To give you one example, among many, of how far the Rehnquist Court has departed from “the essential dignity and worth of each individual,” there was its majority ruling in the case of Patricia Garrett (University of Alabama v. Garrett, 2001).

Patricia Garrett, a supervising nurse at the University of Alabama’s medical center in Birmingham, was transferred from her position—and demoted—after having been treated for breast cancer.

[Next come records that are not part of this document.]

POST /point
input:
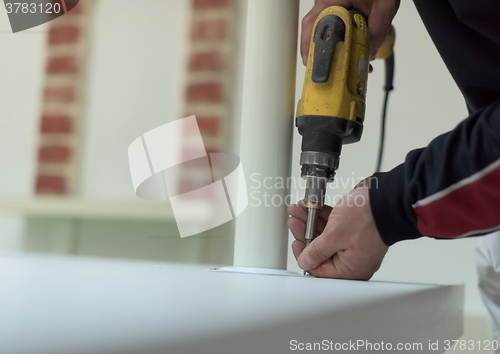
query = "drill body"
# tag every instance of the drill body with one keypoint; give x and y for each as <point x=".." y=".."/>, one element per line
<point x="331" y="110"/>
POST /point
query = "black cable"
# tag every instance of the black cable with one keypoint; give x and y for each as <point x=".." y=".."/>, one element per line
<point x="389" y="78"/>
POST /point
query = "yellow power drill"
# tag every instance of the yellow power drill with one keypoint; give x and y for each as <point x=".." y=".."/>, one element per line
<point x="332" y="108"/>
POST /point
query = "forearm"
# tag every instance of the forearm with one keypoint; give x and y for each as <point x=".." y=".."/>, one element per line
<point x="449" y="189"/>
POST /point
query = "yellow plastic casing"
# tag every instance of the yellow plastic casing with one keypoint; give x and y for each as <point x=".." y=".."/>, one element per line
<point x="343" y="95"/>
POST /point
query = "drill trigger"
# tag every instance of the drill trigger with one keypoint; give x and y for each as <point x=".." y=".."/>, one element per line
<point x="329" y="30"/>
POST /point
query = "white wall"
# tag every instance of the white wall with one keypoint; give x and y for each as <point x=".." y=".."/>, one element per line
<point x="425" y="103"/>
<point x="136" y="83"/>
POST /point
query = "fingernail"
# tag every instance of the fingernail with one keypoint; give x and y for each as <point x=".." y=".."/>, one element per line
<point x="306" y="262"/>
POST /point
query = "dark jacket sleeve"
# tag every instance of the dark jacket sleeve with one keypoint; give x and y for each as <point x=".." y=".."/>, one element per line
<point x="451" y="188"/>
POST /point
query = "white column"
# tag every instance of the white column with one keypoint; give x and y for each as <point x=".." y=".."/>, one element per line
<point x="266" y="130"/>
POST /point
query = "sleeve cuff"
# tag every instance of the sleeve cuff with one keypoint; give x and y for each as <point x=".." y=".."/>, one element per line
<point x="393" y="215"/>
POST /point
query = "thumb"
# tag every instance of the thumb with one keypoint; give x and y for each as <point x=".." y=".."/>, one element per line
<point x="318" y="251"/>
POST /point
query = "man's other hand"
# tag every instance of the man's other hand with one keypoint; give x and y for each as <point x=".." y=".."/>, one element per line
<point x="348" y="246"/>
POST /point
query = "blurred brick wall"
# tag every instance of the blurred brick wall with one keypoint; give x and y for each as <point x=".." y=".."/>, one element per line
<point x="63" y="103"/>
<point x="206" y="94"/>
<point x="209" y="68"/>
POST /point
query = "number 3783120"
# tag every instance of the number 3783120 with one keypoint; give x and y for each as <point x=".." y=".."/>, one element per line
<point x="32" y="8"/>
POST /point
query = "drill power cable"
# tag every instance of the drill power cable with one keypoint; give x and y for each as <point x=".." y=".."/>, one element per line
<point x="389" y="79"/>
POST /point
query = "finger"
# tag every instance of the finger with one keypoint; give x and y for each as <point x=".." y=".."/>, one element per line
<point x="322" y="248"/>
<point x="379" y="22"/>
<point x="297" y="247"/>
<point x="298" y="211"/>
<point x="298" y="228"/>
<point x="333" y="268"/>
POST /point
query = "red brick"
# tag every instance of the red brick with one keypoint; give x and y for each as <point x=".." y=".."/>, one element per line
<point x="209" y="29"/>
<point x="56" y="124"/>
<point x="62" y="65"/>
<point x="205" y="92"/>
<point x="74" y="7"/>
<point x="64" y="34"/>
<point x="57" y="154"/>
<point x="209" y="125"/>
<point x="46" y="184"/>
<point x="60" y="94"/>
<point x="204" y="4"/>
<point x="214" y="61"/>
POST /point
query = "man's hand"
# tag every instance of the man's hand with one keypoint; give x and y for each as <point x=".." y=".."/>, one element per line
<point x="349" y="245"/>
<point x="379" y="13"/>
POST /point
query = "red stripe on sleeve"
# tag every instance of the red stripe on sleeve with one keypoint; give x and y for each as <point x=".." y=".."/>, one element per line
<point x="471" y="209"/>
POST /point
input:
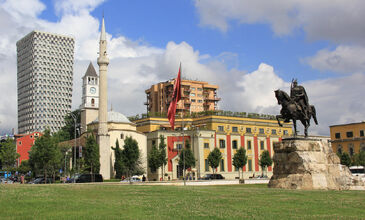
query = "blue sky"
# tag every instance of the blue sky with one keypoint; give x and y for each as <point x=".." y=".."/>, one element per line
<point x="248" y="48"/>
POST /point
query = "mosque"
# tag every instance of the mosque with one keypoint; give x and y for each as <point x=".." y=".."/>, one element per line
<point x="109" y="126"/>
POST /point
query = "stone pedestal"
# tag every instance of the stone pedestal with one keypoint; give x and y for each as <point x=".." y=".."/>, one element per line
<point x="301" y="163"/>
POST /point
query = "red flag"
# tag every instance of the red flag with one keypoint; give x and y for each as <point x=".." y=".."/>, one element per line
<point x="176" y="96"/>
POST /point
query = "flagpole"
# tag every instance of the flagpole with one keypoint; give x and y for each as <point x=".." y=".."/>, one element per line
<point x="182" y="121"/>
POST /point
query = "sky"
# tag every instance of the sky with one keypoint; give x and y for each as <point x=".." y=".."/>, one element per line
<point x="248" y="48"/>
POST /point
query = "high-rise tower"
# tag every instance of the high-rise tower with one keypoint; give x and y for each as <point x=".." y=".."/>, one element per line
<point x="45" y="72"/>
<point x="103" y="137"/>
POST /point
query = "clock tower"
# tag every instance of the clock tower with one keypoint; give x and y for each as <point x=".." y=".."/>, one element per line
<point x="90" y="97"/>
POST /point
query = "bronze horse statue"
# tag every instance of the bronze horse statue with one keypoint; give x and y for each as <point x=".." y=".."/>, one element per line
<point x="291" y="110"/>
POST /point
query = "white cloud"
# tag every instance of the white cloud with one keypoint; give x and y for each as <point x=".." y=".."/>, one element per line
<point x="344" y="59"/>
<point x="75" y="7"/>
<point x="335" y="20"/>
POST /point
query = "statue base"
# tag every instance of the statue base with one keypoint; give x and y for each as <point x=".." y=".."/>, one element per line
<point x="301" y="163"/>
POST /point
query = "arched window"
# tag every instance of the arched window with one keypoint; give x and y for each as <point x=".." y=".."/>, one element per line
<point x="351" y="149"/>
<point x="339" y="149"/>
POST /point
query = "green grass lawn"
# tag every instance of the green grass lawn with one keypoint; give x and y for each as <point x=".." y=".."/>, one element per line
<point x="106" y="201"/>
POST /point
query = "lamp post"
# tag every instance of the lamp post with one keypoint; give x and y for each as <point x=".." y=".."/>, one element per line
<point x="75" y="121"/>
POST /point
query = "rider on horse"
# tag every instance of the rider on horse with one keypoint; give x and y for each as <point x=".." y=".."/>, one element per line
<point x="299" y="96"/>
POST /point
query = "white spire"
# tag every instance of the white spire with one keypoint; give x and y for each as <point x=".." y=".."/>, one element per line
<point x="102" y="34"/>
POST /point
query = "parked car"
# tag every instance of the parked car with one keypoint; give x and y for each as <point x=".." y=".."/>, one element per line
<point x="85" y="178"/>
<point x="40" y="180"/>
<point x="132" y="179"/>
<point x="215" y="176"/>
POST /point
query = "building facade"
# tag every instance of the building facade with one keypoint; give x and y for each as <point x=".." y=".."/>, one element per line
<point x="24" y="145"/>
<point x="196" y="96"/>
<point x="227" y="133"/>
<point x="44" y="80"/>
<point x="348" y="138"/>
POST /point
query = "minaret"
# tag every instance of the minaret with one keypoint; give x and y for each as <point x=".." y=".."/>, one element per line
<point x="103" y="137"/>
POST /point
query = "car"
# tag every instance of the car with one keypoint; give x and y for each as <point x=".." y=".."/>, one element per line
<point x="40" y="180"/>
<point x="215" y="176"/>
<point x="85" y="178"/>
<point x="132" y="179"/>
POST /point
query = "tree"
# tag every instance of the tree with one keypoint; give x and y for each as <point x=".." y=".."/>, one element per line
<point x="131" y="157"/>
<point x="154" y="159"/>
<point x="214" y="157"/>
<point x="45" y="155"/>
<point x="189" y="157"/>
<point x="345" y="159"/>
<point x="67" y="132"/>
<point x="24" y="167"/>
<point x="8" y="154"/>
<point x="239" y="160"/>
<point x="162" y="158"/>
<point x="92" y="155"/>
<point x="265" y="160"/>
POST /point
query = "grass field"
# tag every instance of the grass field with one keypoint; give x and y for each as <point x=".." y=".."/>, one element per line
<point x="106" y="201"/>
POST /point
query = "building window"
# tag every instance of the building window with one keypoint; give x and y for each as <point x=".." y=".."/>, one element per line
<point x="248" y="145"/>
<point x="234" y="144"/>
<point x="222" y="165"/>
<point x="206" y="145"/>
<point x="249" y="165"/>
<point x="222" y="143"/>
<point x="339" y="149"/>
<point x="351" y="150"/>
<point x="206" y="165"/>
<point x="338" y="135"/>
<point x="262" y="145"/>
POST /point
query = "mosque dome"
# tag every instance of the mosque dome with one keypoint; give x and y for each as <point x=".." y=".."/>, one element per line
<point x="116" y="117"/>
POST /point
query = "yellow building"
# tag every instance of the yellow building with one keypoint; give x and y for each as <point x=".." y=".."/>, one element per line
<point x="196" y="96"/>
<point x="205" y="132"/>
<point x="348" y="137"/>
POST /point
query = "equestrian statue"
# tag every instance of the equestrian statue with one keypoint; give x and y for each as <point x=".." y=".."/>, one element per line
<point x="295" y="107"/>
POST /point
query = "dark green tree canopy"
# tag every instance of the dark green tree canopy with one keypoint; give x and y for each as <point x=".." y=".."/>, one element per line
<point x="189" y="157"/>
<point x="214" y="157"/>
<point x="154" y="159"/>
<point x="131" y="157"/>
<point x="91" y="155"/>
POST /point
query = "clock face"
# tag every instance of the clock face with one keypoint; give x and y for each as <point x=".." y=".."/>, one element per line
<point x="92" y="90"/>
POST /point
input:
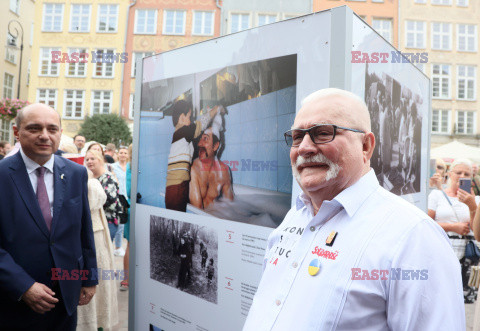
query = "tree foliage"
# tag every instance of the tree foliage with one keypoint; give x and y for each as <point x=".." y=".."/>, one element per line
<point x="106" y="128"/>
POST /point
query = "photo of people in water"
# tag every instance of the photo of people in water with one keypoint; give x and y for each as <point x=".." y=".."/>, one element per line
<point x="185" y="256"/>
<point x="396" y="118"/>
<point x="211" y="143"/>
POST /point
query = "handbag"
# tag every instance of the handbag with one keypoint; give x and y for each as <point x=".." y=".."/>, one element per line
<point x="472" y="252"/>
<point x="123" y="214"/>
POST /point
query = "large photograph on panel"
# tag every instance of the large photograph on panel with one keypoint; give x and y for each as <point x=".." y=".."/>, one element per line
<point x="397" y="125"/>
<point x="397" y="96"/>
<point x="214" y="141"/>
<point x="184" y="256"/>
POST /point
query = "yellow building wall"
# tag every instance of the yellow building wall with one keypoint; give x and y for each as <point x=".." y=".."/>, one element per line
<point x="455" y="15"/>
<point x="91" y="41"/>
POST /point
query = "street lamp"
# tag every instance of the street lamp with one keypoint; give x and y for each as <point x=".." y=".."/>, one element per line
<point x="12" y="43"/>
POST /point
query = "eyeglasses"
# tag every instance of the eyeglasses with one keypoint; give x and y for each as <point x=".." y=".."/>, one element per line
<point x="320" y="134"/>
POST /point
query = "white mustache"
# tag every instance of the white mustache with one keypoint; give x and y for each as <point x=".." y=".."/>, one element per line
<point x="333" y="168"/>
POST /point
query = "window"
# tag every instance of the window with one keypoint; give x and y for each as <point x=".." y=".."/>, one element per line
<point x="107" y="18"/>
<point x="203" y="23"/>
<point x="47" y="67"/>
<point x="73" y="104"/>
<point x="77" y="67"/>
<point x="239" y="22"/>
<point x="383" y="27"/>
<point x="145" y="21"/>
<point x="104" y="63"/>
<point x="442" y="2"/>
<point x="420" y="66"/>
<point x="465" y="122"/>
<point x="10" y="54"/>
<point x="131" y="107"/>
<point x="8" y="86"/>
<point x="266" y="19"/>
<point x="15" y="6"/>
<point x="441" y="81"/>
<point x="441" y="121"/>
<point x="466" y="79"/>
<point x="415" y="34"/>
<point x="441" y="36"/>
<point x="467" y="37"/>
<point x="80" y="18"/>
<point x="5" y="130"/>
<point x="174" y="22"/>
<point x="101" y="102"/>
<point x="47" y="97"/>
<point x="136" y="56"/>
<point x="52" y="17"/>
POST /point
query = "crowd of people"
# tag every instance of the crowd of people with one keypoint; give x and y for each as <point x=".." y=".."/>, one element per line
<point x="93" y="235"/>
<point x="57" y="216"/>
<point x="455" y="210"/>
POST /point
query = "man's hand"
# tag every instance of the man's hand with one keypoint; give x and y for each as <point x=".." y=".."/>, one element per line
<point x="86" y="294"/>
<point x="462" y="228"/>
<point x="40" y="298"/>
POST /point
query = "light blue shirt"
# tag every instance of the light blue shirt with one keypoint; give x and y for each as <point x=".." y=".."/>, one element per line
<point x="376" y="231"/>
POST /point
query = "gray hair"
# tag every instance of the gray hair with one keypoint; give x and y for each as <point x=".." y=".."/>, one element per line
<point x="466" y="162"/>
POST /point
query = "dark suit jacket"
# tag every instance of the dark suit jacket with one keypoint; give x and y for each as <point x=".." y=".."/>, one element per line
<point x="29" y="251"/>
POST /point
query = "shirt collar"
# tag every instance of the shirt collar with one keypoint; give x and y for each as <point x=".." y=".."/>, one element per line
<point x="32" y="165"/>
<point x="351" y="198"/>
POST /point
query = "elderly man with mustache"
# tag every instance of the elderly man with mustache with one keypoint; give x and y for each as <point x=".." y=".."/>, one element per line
<point x="349" y="255"/>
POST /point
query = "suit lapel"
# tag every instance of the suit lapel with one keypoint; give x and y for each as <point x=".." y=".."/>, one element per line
<point x="20" y="177"/>
<point x="59" y="184"/>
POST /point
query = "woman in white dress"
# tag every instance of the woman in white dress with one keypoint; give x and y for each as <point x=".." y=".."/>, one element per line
<point x="454" y="210"/>
<point x="102" y="311"/>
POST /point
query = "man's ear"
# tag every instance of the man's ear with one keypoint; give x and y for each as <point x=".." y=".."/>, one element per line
<point x="15" y="131"/>
<point x="368" y="146"/>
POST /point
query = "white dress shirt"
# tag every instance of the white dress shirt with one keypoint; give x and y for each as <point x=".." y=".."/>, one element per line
<point x="48" y="176"/>
<point x="376" y="230"/>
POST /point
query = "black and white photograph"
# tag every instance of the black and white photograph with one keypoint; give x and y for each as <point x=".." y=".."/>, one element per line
<point x="184" y="256"/>
<point x="214" y="141"/>
<point x="397" y="125"/>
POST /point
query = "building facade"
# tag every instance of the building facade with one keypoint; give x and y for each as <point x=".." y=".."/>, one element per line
<point x="242" y="15"/>
<point x="78" y="58"/>
<point x="382" y="15"/>
<point x="448" y="31"/>
<point x="15" y="68"/>
<point x="163" y="25"/>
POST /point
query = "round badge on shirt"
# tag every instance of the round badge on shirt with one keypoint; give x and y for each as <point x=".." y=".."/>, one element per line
<point x="314" y="267"/>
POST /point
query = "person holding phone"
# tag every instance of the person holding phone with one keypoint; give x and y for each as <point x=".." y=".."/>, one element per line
<point x="454" y="210"/>
<point x="437" y="180"/>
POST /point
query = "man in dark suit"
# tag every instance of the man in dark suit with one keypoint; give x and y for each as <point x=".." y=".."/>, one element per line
<point x="47" y="249"/>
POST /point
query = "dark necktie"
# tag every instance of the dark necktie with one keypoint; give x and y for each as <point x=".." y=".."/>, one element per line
<point x="42" y="197"/>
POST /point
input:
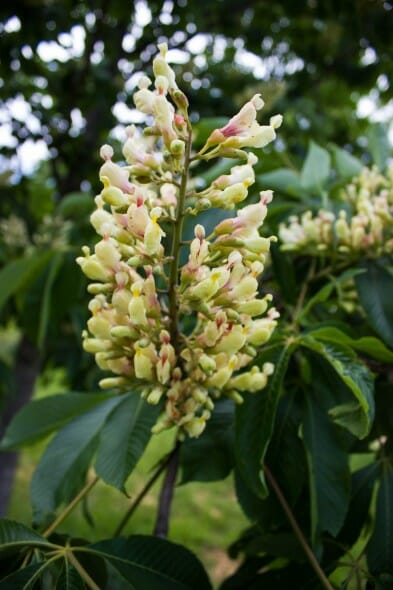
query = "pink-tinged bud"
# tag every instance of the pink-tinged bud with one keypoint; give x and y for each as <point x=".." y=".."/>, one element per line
<point x="115" y="175"/>
<point x="96" y="345"/>
<point x="251" y="381"/>
<point x="144" y="100"/>
<point x="121" y="299"/>
<point x="107" y="253"/>
<point x="113" y="195"/>
<point x="94" y="269"/>
<point x="231" y="342"/>
<point x="99" y="327"/>
<point x="246" y="289"/>
<point x="106" y="152"/>
<point x="177" y="148"/>
<point x="143" y="365"/>
<point x="252" y="308"/>
<point x="222" y="376"/>
<point x="101" y="220"/>
<point x="136" y="307"/>
<point x="123" y="332"/>
<point x="153" y="232"/>
<point x="155" y="395"/>
<point x="163" y="112"/>
<point x="261" y="331"/>
<point x="207" y="364"/>
<point x="113" y="382"/>
<point x="162" y="68"/>
<point x="195" y="427"/>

When she sued, the Rehnquist Supreme Court (5-4) agreed with Alabama, on the basis of states’ rights, that employees of that state are not protected, even under the Americans With Disabilities Act, if they are discriminated against because of a disability.

Arlene Mayerson, directing attorney of the Disability Rights and Education and Defense Fund, said, “The majority decision sets a new low in equal-protection law,” despite the “Fourteenth Amendment guarantee of equal protection of the law.”

Democrats have to alert the citizenry about the radical change by the Rehnquist Court in “federalism”—how power over individual lives is shared between the national and state governments. (See my column last week.) As Howard Gillman, a Supreme Court specialist at the University of Southern California, warns, the issue of federalism has become “the biggest and deepest disagreement about the nature of our constitutional system. . . . At some level, the country will eventually decide which of these two visions will triumph.”

In 1986, Justice Brennan, speaking in New York to the American Bar Association’s Section of Individual Rights and Responsibilities, said:

“We do not yet have justice, equal and practical, for the poor, for members of minority groups, for the criminally accused, for the displaced persons of the technological revolution, for alienated youth, for the urban masses, for the unrepresented consumer—for all, in short, who do not partake of the abundance of American life. . . . The goal of universal equality, freedom, and prosperity is far from won and . . . ugly inequities continue to mar the face of the nation. We are surely nearer the beginning than the end of the struggle.”

Who among the leaders of the Democratic Party is saying that now—when we are still far from the fulfillment of the Fourteenth Amendment’s guarantee of “due process of law” and the right of “any person” to “the equal protection of the laws”?

“A well-instructed people alone can be permanently a free people,” said James Madison, the chief architect of the Bill of Rights. Where are these teachers of the people in the Democratic Party leadership?